Bingung Setelah Membaca Buku
10:45:00 am
Judul buku: Mengambil Keputusan Sesuai
Firman Tuhan: Memilih dengan Bijak dalam Zaman yang Penuh Pilihan
Penulis: Haddon W. Robinson
Pernyataan 1
Dari masa ke masa, orang Kristen melakukan berbagai macam
hal untuk bisa mengintip pikiran Allah. Sebagian menjadikan Alkitab sebagai
buku sihir. Mereka membuka kitab suci secara acak danmengarahkan mata mereka
untuk menyusuri halaman yang terbuka.

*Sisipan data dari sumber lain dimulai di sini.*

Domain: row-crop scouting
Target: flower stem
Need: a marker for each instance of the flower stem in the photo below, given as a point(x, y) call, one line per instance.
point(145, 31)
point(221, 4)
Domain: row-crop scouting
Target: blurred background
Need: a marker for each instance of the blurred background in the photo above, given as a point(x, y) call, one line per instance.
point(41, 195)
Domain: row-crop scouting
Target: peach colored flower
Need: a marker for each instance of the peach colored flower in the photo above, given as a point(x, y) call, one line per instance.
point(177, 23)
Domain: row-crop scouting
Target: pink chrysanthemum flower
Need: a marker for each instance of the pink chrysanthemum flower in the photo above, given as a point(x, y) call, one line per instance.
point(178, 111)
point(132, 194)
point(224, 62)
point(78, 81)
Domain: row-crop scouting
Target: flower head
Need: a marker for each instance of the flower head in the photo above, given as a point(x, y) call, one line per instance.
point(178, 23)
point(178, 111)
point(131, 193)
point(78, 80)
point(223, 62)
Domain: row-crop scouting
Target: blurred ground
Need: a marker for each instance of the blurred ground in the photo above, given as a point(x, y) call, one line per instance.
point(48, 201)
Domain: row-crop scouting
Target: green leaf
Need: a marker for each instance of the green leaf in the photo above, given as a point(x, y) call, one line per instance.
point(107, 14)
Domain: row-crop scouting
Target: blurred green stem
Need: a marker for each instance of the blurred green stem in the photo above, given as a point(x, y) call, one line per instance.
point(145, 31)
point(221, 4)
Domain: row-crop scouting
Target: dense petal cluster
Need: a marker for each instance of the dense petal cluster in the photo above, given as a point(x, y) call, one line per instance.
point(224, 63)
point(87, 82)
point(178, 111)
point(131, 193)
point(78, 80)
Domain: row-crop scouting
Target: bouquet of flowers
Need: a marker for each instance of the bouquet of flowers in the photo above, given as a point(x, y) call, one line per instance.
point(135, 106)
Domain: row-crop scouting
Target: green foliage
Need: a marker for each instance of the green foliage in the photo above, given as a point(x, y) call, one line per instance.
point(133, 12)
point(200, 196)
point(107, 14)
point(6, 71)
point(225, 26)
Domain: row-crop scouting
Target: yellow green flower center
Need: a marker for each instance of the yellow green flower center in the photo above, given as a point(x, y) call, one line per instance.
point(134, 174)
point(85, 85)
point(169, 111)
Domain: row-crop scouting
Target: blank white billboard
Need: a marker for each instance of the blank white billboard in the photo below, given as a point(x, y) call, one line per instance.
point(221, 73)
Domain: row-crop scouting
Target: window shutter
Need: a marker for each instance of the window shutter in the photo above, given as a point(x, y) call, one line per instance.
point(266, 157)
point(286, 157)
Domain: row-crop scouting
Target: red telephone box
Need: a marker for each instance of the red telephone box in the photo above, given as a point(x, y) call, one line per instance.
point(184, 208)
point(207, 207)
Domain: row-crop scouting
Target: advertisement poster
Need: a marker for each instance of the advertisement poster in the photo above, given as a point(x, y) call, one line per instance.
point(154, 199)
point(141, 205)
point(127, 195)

Lalu ketika mata mereka tertambat kepada
sebuah kalimat atau ayat—tidak penting apakah itu sesuai dengan
konteksnya—mereka menerimanya sebagai isi pikiran Allah.
Pertanyaan 1
Apakah telaah Alkitab yang populer saat ini—yang mana
sebagian besar di antaranya memang dibahas dengan menggunakan metode di
atas—merupakan telaah yang keliru atau tidak tepat menurut Alkitab? Apakah
pengajaran-pengajaran yang terkenal bisa jadi bukan merupakan pengajaran yang
BENAR?
Pernyataan 2
Dalam hidup ini, kehendak kita dan kehendak Allah saling
terkait secara ajaib, Petrus berbicara tentang misteri itu ketika berkhotbah di
hadapan sejumlah besar orang yang memadati jalanan Yerusalem pada Hari
Pentakosta:
“Dia yang diserahkan Allah menurut maksud dan
rencana-Nya, telah kamu salibkan dan kamu bunuh oleh tangan bangsa-bangsa
durhaka. Tetapi Allah membangkitkan Dia dengan melepaskan Dia dari sengsara
maut, karena tidak mungkin Ia tetap berada dalam kuasa maut itu.” (Kisah Para
Rasul 2:23-24)
Implikasi dari perikop singkat itu sangatlah besar.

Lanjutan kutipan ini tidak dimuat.